TVA : une victoire pour toute la presse (et pour ses lecteurs)
Mediapart
Grâce à votre mobilisation, celle de nos lecteurs, de la profession, d’élus et de personnalités, justice est enfin rendue à la presse en ligne. Le gouvernement a en effet décidé de mettre en œuvre dès maintenant l’égalité fiscale entre presse imprimée et presse numérique. Ce choix politique d’un même taux de TVA à 2,1 % pour toute la presse, quel que soit son support, est justifié au nom de l’égalité fiscale et de la neutralité technologique.
Cette décision a été annoncée, vendredi 17 janvier, à l’Hôtel Matignon, aux représentants des organisations professionnelles de la presse : SPIIL pour la presse en ligne, SPQN pour la presse quotidienne nationale, SPQR pour la presse quotidienne régionale, SEPM pour la presse magazine, FNPS pour la presse spécialisée. Lors de cette réunion interministérielle présidée par le directeur de cabinet du premier ministre, Christophe Chantepy, il a été précisé qu’une initiative législative sera prise en ce sens très rapidement, dont le dépôt sera accompagné d’une directive du ministère du budget à l’administration fiscale mettant en œuvre l’application immédiate du taux à 2,1 % pour la presse en ligne.
Dans un communiqué commun, l’ensemble des éditeurs de presse, en se félicitant de cette décision, a « salué le courage du gouvernement qui manifeste son souci d’une presse dynamique, pluraliste et inventive, qu’elle soit imprimée ou numérique » (télécharger ici le communiqué).
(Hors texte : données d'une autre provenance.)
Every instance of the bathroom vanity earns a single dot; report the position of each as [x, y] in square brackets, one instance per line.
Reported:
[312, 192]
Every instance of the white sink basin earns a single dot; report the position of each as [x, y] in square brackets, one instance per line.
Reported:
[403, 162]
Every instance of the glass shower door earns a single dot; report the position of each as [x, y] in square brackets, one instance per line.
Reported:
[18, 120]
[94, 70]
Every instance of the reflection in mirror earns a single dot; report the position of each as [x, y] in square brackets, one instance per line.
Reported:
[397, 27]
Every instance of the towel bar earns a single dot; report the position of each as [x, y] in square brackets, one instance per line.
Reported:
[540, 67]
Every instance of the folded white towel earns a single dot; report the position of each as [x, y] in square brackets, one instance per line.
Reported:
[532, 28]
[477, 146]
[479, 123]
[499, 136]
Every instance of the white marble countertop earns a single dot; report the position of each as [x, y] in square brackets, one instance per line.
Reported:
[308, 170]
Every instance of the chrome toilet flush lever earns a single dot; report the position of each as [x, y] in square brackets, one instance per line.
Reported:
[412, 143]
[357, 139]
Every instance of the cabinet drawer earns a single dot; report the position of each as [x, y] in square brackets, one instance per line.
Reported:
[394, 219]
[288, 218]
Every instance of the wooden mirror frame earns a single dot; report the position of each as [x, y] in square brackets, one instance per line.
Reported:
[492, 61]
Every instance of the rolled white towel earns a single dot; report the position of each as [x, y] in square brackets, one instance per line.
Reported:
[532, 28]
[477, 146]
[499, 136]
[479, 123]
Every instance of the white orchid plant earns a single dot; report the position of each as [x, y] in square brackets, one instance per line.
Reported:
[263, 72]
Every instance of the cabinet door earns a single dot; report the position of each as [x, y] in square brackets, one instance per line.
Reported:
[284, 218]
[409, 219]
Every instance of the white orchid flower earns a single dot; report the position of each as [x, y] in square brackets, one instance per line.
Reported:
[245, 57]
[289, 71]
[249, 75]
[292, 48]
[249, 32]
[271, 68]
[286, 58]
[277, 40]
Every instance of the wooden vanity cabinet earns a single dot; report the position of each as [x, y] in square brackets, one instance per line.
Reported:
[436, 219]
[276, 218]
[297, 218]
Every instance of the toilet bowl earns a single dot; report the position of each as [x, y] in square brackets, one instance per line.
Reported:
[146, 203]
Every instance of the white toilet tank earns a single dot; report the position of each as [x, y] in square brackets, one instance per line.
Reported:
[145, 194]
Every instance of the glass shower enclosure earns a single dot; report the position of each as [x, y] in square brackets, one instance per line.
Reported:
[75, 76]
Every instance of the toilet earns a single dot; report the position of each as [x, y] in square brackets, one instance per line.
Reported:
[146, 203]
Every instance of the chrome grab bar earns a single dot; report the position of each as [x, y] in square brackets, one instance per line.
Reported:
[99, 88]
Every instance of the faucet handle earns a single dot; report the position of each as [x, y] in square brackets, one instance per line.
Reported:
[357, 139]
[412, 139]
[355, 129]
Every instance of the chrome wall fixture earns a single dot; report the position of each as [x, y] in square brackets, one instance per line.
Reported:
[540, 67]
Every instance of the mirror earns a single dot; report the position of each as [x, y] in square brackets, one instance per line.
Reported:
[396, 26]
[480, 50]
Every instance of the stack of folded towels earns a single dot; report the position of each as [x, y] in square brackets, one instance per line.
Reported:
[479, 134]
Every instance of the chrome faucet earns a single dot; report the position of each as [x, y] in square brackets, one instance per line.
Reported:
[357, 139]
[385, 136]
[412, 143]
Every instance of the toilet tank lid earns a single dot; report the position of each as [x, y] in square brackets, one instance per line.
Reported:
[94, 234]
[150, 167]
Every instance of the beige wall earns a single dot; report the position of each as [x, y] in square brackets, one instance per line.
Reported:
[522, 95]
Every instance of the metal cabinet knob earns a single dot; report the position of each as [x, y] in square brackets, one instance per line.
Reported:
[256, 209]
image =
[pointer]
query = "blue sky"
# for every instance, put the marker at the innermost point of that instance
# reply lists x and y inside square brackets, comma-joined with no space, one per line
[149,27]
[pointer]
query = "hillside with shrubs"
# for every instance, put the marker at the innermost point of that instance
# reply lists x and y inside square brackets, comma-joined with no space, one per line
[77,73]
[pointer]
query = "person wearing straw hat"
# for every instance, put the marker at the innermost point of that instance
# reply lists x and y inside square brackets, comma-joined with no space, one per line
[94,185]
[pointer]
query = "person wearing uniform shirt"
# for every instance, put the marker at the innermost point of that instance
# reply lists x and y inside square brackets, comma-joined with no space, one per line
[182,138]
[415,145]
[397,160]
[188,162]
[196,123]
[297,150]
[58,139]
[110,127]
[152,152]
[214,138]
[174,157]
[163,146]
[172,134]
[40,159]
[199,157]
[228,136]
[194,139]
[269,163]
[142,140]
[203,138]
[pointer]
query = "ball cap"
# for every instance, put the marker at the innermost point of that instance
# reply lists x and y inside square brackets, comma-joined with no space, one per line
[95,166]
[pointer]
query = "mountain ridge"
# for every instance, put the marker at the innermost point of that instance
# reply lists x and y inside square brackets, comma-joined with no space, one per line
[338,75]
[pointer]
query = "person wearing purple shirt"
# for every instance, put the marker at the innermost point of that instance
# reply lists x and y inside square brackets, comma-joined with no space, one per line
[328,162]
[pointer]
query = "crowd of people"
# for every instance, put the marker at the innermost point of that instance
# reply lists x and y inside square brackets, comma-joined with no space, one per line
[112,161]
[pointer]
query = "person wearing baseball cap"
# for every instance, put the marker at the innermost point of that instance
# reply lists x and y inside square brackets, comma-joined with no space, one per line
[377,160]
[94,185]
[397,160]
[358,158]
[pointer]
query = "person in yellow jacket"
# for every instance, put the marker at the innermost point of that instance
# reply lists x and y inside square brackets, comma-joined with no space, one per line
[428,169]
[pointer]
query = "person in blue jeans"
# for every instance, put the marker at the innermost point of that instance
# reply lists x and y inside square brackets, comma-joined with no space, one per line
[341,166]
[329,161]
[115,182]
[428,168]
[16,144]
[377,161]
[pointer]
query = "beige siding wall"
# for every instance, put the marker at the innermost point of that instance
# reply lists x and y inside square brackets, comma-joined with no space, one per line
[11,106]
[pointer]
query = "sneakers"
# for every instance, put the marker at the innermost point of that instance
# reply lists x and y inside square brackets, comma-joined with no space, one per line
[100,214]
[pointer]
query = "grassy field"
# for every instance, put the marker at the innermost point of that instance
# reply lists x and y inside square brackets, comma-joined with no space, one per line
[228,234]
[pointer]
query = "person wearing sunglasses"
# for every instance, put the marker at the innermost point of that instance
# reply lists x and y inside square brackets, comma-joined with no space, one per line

Pour le Syndicat de la presse indépendante d’information en ligne (SPIIL), dont Mediapart est cofondateur, cette décision justifie le combat, engagé depuis sa création en 2009, pour une reconnaissance pleine et entière de la presse en ligne, à égalité de droits et de devoirs avec toute la presse. Aussi le SPIIL donne-t-il acte au premier ministre, Jean-Marc Ayrault, d’avoir pris ses responsabilités après tant d’années d’attentisme politique laissant planer une incertitude sur l’avenir de nos entreprises.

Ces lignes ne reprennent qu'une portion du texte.